2. An input unit for inputting document data and a search character string of a registered document, a processing unit for converting the document data and the search character string input to the input unit into a character code and extracting a signature, A document search device comprising: a data unit having a signature file storing a signature extracted by a processing unit and a record file for obtaining document data by referring to a record corresponding to a record identifier; and an output unit outputting the document data In the document search, the processing unit may divide the document data into a plurality of blocks, and extract a signature corresponding to each block so that the number of characters in each block is uniform. apparatus.

3. An input unit for inputting document data and a search character string of a registered document, a processing unit for converting the document data and the search character string input to the input unit into a character code and extracting a signature, A document search device comprising: a data unit having a signature file storing a signature extracted by a processing unit and a record file for obtaining document data by referring to a record corresponding to a record identifier; and an output unit outputting the document data In the processing unit, when extracting a signature according to a character string of adjacent N characters (N is an integer of 2 or more) of the document data, each character string of the adjacent N characters may have the same character type.

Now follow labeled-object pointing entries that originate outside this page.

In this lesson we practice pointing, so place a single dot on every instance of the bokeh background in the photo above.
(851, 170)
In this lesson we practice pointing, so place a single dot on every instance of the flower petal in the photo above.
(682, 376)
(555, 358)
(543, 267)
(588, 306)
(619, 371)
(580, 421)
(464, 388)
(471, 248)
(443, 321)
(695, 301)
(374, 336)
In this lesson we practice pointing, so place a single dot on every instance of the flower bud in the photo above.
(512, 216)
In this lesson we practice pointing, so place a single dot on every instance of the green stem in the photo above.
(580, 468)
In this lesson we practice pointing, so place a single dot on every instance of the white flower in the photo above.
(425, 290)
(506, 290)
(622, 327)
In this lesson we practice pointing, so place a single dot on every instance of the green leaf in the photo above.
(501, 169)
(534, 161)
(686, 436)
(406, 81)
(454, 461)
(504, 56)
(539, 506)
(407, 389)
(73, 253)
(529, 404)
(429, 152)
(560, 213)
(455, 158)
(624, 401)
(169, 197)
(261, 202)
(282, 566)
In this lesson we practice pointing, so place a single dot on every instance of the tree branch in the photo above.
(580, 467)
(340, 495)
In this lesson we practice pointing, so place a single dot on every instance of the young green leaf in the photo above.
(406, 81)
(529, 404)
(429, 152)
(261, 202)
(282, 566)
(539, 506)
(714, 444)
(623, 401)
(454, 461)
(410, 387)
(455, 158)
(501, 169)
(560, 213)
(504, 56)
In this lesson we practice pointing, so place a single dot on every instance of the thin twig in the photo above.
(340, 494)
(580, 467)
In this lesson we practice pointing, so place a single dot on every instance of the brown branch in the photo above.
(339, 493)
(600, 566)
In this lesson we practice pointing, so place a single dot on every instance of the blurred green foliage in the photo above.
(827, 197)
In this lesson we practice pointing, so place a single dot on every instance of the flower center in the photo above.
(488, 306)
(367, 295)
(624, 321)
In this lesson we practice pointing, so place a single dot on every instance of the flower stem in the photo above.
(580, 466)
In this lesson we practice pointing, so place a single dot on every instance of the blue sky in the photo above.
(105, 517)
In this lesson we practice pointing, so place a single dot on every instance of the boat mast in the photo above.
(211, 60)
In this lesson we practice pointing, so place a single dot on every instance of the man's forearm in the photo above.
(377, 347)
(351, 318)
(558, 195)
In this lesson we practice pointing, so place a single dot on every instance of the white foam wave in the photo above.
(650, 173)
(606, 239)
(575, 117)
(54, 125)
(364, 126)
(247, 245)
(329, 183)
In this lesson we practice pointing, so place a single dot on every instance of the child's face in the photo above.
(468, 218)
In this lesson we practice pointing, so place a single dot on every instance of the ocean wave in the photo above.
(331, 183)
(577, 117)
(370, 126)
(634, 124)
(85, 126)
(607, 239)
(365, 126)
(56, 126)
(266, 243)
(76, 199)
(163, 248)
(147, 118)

A document search device characterized by the following.

An input unit for inputting document data and a search character string of the registered document; a processing unit for converting the document data and the search character string input to the input unit into a character code to extract a signature; A document search device comprising: a data unit having a signature file storing a signature extracted by a processing unit and a record file for obtaining document data by referring to a record corresponding to a record identifier; and an output unit outputting the document data In the processing unit, when searching for a character string based on a conditional expression including a plurality of search character strings, extract the signatures of all search character strings included in the conditional expression, the value of each signature A cursor for scanning a bit map bit-sliced according to the bit being 1 is prepared, and each of the cursors is moved according to the contents of the conditional expression. A document search device for performing a search while scanning in parallel.